Researchers analyzed reports participants filled out every four years about their eating habits and weight. Then they divided participants into categories based on their eating patterns.

The researchers found a significant association between slower long-term weight gain and diets emphasizing plant-based foods and healthy carbs and fats. On the other hand, they found a link between diets heavy in animal products or refined carbs and weight gain over time.

The associations were particularly pronounced for participants who were younger than 55, overweight or obese, or relatively sedentary.

“Our findings could shake up the way we think about popular low-carbohydrate diets and suggest that public health initiatives should continue to promote dietary patterns that emphasize healthful foods like whole grains, fruits, vegetables, and low-fat dairy products,” Sun said in the release.

Toby Amidor, RD, registered dietitian and cookbook author, told Health that “the study is reflective of previous studies that promote healthy foods, including whole grains, fruits, vegetables, legumes, and other wholesome foods when on a low-carb diet.”

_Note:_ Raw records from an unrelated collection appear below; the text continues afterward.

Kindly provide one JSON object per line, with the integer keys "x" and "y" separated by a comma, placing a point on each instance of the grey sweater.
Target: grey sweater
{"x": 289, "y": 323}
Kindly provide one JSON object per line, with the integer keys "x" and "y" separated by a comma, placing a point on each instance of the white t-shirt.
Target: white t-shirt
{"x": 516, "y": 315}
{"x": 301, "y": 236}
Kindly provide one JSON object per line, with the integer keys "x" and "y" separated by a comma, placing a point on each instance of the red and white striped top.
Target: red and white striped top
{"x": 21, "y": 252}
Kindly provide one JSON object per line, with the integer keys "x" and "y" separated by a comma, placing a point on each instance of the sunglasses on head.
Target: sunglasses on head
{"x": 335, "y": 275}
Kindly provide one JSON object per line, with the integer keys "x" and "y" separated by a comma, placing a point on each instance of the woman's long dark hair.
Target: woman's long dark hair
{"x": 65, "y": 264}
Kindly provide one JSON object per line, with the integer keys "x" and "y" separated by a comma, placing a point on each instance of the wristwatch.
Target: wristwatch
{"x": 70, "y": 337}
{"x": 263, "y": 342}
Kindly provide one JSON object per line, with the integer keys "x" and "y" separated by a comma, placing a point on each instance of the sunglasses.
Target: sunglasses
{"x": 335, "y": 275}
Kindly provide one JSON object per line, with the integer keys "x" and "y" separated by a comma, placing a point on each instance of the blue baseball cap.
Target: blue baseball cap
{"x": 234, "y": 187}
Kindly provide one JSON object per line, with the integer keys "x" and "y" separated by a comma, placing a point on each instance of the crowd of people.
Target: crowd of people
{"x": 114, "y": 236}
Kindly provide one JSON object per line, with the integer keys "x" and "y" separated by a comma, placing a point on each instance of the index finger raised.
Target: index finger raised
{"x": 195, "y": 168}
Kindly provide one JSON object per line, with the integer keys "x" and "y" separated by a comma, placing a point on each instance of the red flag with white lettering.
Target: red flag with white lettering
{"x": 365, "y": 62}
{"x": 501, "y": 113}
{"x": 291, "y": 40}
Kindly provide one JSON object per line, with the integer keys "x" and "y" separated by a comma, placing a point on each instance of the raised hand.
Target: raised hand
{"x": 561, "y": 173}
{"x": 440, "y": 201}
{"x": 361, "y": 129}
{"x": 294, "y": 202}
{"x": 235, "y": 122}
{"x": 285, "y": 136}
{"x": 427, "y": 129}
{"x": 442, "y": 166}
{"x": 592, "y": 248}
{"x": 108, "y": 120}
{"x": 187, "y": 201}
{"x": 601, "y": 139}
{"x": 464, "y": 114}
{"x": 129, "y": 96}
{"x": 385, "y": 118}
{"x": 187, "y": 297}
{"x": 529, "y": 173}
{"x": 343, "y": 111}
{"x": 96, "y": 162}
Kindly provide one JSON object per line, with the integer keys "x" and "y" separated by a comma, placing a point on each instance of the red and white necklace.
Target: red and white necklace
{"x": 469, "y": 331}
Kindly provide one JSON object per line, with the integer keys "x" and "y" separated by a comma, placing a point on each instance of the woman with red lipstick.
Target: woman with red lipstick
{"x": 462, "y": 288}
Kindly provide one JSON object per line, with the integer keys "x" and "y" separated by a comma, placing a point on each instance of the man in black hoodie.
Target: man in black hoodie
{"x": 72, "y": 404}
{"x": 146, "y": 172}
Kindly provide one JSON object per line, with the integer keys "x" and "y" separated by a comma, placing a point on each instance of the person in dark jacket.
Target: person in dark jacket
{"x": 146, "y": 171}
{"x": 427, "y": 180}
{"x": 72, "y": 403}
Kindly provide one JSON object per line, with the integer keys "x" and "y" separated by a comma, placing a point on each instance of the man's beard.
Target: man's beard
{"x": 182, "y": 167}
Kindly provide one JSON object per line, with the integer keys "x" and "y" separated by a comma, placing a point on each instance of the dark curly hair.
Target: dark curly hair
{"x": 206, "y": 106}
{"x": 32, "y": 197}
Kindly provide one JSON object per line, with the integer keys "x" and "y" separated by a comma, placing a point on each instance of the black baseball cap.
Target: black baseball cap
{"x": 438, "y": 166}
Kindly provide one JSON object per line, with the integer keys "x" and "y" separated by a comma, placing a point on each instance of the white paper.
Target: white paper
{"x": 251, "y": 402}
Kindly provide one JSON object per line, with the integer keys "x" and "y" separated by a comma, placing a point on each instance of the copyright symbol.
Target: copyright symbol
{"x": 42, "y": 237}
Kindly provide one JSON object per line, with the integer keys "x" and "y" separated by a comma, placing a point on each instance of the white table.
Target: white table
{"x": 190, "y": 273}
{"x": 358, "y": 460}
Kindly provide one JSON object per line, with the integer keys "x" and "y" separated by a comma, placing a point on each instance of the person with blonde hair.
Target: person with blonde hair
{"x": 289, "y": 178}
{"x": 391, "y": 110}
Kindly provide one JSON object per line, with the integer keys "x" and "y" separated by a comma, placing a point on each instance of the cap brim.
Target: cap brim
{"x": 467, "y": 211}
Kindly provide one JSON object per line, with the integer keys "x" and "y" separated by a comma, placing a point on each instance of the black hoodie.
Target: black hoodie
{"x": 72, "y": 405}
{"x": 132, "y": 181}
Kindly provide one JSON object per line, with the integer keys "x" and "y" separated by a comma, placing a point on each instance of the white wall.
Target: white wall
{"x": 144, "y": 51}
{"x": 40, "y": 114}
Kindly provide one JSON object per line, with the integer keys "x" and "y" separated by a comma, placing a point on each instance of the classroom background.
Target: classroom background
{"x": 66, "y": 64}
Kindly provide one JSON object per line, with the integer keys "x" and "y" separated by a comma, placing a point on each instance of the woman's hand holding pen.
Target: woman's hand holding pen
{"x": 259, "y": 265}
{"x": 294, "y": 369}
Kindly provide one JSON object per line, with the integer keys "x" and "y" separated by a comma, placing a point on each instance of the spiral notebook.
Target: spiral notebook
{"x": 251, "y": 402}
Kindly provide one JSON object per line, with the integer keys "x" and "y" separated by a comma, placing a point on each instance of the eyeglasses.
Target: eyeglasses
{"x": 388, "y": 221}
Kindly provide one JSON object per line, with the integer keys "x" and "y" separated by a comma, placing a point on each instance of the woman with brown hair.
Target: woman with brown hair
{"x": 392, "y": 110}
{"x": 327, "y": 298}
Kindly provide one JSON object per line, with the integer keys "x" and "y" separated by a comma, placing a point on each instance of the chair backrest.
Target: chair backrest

“Given that 90% of Americans don’t meet their daily recommendation for vegetables and 85% don’t meet their daily recommendation for fruit per the dietary guidelines, eating more plants in general on any diet, including a low-carb one, can be beneficial, especially if those foods replace higher calorie, lower nutrient-dense foods,” she said.

Benefits of Eating More Plants While on a Low-Carb Diet

If you’re following a low-carb diet, loading up on plant-based foods can provide benefits beyond potentially preventing long-term weight gain.

“The evidence has been pretty clear that we should all be eating a more plant-based diet,” Sharon Palmer, MSFS, RDN, author of The Plant-Powered Plan to Beat Diabetes, told Health. “These diets are rich in fibers, healthy fats, micronutrients, and phytochemicals with antioxidant and anti-inflammatory action.”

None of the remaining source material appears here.